Filo conduttore del lavoro di Scaldaferri e Vaja, iniziato nel periodo di carnevale del 2002 e terminato nel febbraio 2005, la musica tradizionale ed il suo contesto, per capire le caratteristiche del territorio lucano attraverso i suoi canti popolari. Sparite, quasi del tutto, le manifestazioni legate alla civiltà contadina che rimangono solo nella memoria delle persone più anziane, mentre resistono e si sono rafforzate le tradizioni legate alle festività: dal carnevale ai riti arborei. “Questo è un indice importante”, ha commentato Nicola Scaldaferri, “perché fa vedere il passaggio da una civiltà agraria a qualcosa di non definito, dove sempre più spesso si parla di contaminazione culturale”. Una ricerca, come detto, fatta a tappeto su tutto il territorio regionale che, su sottofondo musicale dei campanacci di San Mauro Forte, ci guida alla scoperta delle festività legate al ciclo dell’anno, come “Il Maggio” di Accettura, a quelle connesse ai riti religiosi, come “La serenata di nozze” di San Costantino Albanese o “Il ballo delle cente” a Viggiano. Ma anche un percorso per immagini, dove scorrono in sequenza i volti e le espressioni di antichi suonatori e dei maestri costruttori di strumenti musicali tradizionali: la ciaramella e l’organetto, la surdulina e la zampogna, l’arpa di Viggiano e la cucchia.

“Ci sono elementi di cultura musicale molto forti in Basilicata”, ha commentato Francesco Marano, etnografo e docente presso l’Università degli Studi della Basilicata, “ed è una risorsa che va salvaguardata”. Sulla stessa lunghezza d’onda, anche l’intervento dell’Assessore Regionale alla Cultura, Cataldo Collazzo. “Un lavoro”, ha dichiarato, “che la Regione ha voluto sostenere e che prevede anche la pubblicazione di un volume ed un cd, nell’ambito di un’operazione di recupero continuo degli studi prodotti in Basilicata negli ultimi cinquant’anni”. La documentazione libraria raccoglierà i testi e circa 140 degli scatti effettuati e vedrà la pubblicazione nei prossimi mesi.
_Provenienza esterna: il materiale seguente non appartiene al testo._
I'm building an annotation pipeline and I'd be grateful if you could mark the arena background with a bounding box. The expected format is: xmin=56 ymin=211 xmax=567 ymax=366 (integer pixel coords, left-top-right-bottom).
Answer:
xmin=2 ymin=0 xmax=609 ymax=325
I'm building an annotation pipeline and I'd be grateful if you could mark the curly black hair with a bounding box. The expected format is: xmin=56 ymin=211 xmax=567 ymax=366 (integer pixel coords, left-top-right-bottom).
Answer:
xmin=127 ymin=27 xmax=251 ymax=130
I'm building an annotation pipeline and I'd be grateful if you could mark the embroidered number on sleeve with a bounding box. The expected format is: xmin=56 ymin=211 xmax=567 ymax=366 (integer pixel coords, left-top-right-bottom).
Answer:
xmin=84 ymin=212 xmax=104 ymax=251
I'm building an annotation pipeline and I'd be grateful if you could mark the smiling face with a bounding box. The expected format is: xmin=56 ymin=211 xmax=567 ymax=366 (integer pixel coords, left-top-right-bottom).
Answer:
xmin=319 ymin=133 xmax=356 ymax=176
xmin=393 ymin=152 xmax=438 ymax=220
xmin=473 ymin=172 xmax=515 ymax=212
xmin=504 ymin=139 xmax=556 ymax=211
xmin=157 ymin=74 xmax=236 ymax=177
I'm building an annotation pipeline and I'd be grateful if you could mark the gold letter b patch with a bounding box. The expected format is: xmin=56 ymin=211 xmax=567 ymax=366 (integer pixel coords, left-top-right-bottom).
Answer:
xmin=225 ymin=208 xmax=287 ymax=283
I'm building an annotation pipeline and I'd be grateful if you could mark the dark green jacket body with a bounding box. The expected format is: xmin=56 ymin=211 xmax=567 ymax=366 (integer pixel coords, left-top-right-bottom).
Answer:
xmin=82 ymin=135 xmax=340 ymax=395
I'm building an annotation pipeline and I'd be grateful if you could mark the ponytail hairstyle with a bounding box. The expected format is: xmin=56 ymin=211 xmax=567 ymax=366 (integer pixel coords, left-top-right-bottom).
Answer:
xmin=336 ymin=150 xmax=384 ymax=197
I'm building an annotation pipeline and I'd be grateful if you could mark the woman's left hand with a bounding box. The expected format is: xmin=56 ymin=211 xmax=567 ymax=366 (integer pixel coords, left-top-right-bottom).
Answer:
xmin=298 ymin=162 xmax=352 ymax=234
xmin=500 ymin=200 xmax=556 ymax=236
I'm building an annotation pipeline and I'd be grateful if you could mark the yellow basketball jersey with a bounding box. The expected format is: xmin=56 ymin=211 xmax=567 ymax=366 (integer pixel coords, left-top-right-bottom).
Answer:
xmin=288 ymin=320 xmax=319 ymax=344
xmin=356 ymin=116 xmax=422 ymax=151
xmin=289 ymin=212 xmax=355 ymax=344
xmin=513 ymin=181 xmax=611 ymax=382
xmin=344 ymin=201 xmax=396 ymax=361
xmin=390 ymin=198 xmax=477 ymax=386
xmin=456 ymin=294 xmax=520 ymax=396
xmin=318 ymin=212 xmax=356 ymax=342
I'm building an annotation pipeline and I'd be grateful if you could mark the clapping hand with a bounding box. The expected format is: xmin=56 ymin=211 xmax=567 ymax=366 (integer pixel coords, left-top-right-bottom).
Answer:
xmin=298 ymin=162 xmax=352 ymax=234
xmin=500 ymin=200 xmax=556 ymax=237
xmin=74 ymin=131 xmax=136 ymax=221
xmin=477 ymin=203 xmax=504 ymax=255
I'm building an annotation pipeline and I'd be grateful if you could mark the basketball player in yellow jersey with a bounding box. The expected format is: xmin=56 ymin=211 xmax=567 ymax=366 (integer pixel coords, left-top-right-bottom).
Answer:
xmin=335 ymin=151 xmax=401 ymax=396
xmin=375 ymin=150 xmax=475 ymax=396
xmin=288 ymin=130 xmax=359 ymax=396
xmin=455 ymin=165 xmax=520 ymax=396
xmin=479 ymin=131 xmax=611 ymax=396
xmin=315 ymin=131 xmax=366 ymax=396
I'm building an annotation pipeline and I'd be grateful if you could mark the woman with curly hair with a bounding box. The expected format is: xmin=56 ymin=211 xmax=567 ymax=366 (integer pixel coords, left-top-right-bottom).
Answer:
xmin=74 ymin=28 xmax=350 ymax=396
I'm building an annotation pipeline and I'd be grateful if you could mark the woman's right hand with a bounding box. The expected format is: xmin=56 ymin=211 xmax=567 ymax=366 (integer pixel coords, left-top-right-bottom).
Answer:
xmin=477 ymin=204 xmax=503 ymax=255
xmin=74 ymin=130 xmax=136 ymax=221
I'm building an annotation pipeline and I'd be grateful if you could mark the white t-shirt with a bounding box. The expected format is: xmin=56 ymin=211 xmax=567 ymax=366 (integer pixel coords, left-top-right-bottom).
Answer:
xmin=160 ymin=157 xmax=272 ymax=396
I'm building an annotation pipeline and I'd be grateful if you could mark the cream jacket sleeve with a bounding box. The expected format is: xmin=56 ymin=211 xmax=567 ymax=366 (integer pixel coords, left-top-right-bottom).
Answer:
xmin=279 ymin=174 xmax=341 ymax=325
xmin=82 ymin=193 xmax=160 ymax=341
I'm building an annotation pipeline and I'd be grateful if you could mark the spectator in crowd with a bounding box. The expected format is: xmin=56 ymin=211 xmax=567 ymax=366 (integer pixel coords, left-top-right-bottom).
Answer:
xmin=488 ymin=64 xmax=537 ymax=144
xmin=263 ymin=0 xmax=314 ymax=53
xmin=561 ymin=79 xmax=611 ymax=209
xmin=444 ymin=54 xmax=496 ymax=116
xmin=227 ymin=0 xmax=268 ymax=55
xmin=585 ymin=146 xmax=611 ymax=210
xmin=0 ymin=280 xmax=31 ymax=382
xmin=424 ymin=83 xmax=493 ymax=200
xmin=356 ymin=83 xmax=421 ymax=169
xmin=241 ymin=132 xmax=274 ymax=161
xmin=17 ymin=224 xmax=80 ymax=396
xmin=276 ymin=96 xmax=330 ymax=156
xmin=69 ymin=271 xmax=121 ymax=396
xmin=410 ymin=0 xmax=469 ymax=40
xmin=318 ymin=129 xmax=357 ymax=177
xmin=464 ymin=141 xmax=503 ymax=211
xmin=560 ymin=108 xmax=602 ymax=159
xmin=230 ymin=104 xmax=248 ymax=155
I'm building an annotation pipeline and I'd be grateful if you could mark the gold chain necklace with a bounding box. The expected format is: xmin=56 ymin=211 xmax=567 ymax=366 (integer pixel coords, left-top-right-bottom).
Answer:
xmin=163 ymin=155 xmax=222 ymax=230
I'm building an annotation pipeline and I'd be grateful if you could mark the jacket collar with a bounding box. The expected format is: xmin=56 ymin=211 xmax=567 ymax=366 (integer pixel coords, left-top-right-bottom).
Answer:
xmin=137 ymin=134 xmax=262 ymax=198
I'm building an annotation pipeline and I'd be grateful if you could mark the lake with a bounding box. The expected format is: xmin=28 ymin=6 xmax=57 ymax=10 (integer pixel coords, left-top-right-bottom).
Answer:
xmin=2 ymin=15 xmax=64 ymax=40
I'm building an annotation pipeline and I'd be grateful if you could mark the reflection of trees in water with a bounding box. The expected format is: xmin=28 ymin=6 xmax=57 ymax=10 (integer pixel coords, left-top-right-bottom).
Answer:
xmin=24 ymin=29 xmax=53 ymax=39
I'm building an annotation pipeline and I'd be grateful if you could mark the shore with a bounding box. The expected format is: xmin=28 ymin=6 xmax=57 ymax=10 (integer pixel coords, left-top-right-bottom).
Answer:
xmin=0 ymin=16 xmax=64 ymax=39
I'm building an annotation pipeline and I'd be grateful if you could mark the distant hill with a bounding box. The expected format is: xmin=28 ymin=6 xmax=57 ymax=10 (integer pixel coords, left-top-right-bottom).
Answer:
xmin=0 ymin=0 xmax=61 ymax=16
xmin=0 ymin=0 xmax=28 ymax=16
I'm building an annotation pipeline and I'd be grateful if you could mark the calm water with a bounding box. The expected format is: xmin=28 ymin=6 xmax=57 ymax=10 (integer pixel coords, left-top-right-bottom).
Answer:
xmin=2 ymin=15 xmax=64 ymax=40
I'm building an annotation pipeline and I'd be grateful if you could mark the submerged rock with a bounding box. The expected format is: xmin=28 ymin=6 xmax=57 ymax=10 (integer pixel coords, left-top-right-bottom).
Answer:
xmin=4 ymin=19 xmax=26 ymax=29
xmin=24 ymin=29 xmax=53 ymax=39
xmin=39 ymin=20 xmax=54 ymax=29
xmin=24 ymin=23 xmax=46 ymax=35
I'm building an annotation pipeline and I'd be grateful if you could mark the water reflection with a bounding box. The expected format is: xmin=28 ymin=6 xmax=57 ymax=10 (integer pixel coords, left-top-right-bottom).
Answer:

Nelle registrazioni contenute nel cd, invece, spicca la tarantella eseguita da Paolina Lotito (classe 1908) di Tricarico. La signora Lotito, infatti, già nel 1952 aveva registrato il canto tradizionale per Ernesto De Martino, operazione ripetuta, nell’agosto del 2003, per Nicola Scaldaferri. “Siamo stati davvero fortunati”, ha detto l’etnomusicologo originario di San Costantino Albanese, “e tanta è stata l’emozione”. Un’emozione accresciuta dalla notizia, giunta solo qualche settimana fa, della scomparsa di Paolina Lotito. Quasi un regalo da parte di una Basilicata cambiata, ma ancora tanto ricca di storia e tradizioni.